Miss Beale was the last person to require an explanation of the function and studies of a clinical instructor or the development of nurse training methods. She wondered whether Mr. Courtney-Briggs had forgotten who she was. This elementary instruction was more suitable for new members of a Hospital Management Committee, who were generally as ignorant of nurse training as they were of anything else to do with hospitals. She had the feeling that the surgeon had something on his mind. Or was this merely the aimless chatter, unrelated to its hearer, of an egotist who could not tolerate even a moment without the comforting resonance of his own voice?
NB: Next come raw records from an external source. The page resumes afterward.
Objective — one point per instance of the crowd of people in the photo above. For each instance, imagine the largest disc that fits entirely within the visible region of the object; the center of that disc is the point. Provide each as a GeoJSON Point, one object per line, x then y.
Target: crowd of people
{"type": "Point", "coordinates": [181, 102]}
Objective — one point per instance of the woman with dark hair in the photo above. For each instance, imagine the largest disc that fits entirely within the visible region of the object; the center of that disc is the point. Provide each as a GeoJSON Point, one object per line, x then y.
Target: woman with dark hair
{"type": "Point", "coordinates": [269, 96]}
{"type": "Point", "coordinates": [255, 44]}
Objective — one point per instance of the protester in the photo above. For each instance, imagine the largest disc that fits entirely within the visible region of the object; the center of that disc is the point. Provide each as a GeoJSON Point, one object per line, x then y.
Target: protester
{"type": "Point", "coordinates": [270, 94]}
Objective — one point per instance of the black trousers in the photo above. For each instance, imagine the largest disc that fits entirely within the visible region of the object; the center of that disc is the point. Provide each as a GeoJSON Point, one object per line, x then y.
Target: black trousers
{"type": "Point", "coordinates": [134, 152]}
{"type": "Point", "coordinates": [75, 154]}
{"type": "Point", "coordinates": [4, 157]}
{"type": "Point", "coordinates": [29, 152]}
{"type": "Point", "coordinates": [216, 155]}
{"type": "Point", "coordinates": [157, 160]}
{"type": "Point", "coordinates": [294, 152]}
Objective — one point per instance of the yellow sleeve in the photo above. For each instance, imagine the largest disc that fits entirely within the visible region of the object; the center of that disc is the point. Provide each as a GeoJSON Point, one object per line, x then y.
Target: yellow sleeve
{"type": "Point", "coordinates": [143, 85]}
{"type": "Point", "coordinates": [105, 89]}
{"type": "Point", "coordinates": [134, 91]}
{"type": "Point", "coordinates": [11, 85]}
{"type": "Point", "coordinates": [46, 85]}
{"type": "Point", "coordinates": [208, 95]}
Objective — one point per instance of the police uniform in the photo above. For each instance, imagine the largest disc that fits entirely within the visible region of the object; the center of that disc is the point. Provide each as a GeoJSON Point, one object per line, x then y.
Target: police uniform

If so, the sooner he got back to his out-patient session or ward round and let the inspection proceed without the benefit of his presence, the better for all concerned.

The little procession passed across the tessellated hall to a room at the front of the building. Miss Rolfe slipped forward to open the door and stood aside as the others entered.
Mr. Courtney-Briggs ushered Miss Beale in before him. Immediately she was at home. Despite the anomalies of the room itself—the two great windows with their spatter of coloured panes, the immense fireplace of carved marble with its draped figures supporting the chimney-piece, the high moulded ceiling desecrated with the three tubes of fluorescent light—it was happily evocative of her own student days, an utterly acceptable and familiar world. Here was all the paraphernalia of her profession: the rows of glass-fronted cabinets, with their instruments placed in shining precision; the wall charts showing in lurid diagram the circulation of the blood and the improbable processes of digestion; the wall-mounted black-board smeared with the dust of past lecture notes imperfectly erased; the demonstration trolleys with their linen-covered trays; the two demonstration beds, one containing a life-sized doll propped among the pillows; the inevitable skeleton hanging from its gibbet in forlorn decrepitude. Pervading all was the astringent and potent smell of disinfectant. Miss Beale breathed it in like an addict. Whatever faults she might later find with the room itself, the adequacy of the teaching equipment, the lighting or the furniture, she never felt other than at home in this intimidating atmosphere.